The oil companies decided
Many among the Irish population are sceptical to the favourable tax regime for oil companies. Padraigh Cambell is a former rig worker and has been a spokesperson union Siptu. He knows Irish history oil well.
“What taxation authorities drew up in the ‘80s was based on what the oil companies said. They dictated the terms; 25 per cent tax and 100 per cent depreciation. All expenses 25 years back in time can be written off, as well as gifts, sponsorships, everything! Politicians said that this would be good for Ireland, but now the situation is that the supply business happens from Scotland, for example. So the oil-related costs can then be written off in Ireland. We want the Norwegian model. We want jobs for Irish ports, Irish companies, and Irish workers,” says Mr Campbell.
The controversial gas pipeline from the Corrib field comes ashore near the town of Rossport, northwest Ireland. Several residents in the town neither believe Ireland will benefit from the Corrib field because depreciation rules are so favourable, nor that the country will not get tax revenues.
“People in Norway will benefit from the project through Statoil. We’re not going to profit from it because of the Irish tax rules,” says farmer Willie Corduff.
Fergus Cahill in the Irish Offshore Operators’ Association disagrees.
“I know this is a popular argument among some opponents of the hydrocarbon industry in Ireland. Calculations by the authorities show that tax revenues from commercial fields will be substantial – even in relation to the present system,” Mr Cahill says.
Modified in 2007
The Irish government has announced a review of the tax system in the autumn. However, there is nothing to suggest that this will result in the country approaching the tax system as it presently is in Norway.
“I struggle to understand how anyone can expect we’ll have a Norwegian tax system without having Norway’s amounts of commercial discoveries,” newspaper The Irish Times reported Ireland’s Energy Minister Pat Rabbitte saying at a hearing earlier in May.
The system was also changed in 2007. Authorities then introduced a surplus tax of up to 15 per cent that could bring the total tax rate up to 40 per cent, depending on the project’s profitability. The change was not retroactive, and has no significance for the Corrib project Statoil is involved in.
Statoil’s annual report on its 2011 operations in Ireland shows total national losses of EUR 1.3 billion (almost NOK 10 billion), but that this can be written off against future taxable income.

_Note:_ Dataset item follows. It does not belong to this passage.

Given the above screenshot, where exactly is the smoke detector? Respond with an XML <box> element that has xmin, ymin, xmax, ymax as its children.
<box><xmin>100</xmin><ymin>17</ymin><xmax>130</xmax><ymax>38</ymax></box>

In 1997, Statoil also recorded an approximately EUR 159 million (NOK 1.2 billion) loss in the Connemara area of Ireland, when it was determined that the field was not commercial. Irish rules are designed so that losses and expenses can be written off against taxes for 25 years after they are incurred. This means that Statoil can also write off the Connemara loss against tax on future profits from Coribb field.
The corresponding limit in Norway is ten years.
Head of Information Bård Glad Pedersen at Statoil does not wish to comment directly on how the favourable tax terms have or have not influenced their decision to continue their operations in Ireland, but writes in an e-mail that:
“It is common that costs and losses can be offset against future income. The tax system in Ireland does not differ significantly from taxation in the other countries in this area. We make investment decisions on a commercial basis, and the framework conditions are included as a factor in these reviews.”
Shell, operator of Coribb field, has the following comment:
“All companies in Ireland can write off investment costs against profits, and the partners in Coribb field are no exception. Oil and gas companies must, however, pay 25 per cent tax instead of 12.5 like other companies in the country. Ireland also receives tax revenue from the hundreds of people who are employed in connection with the project,” Shell Ireland press officer Fiona McGuinness writes in an email.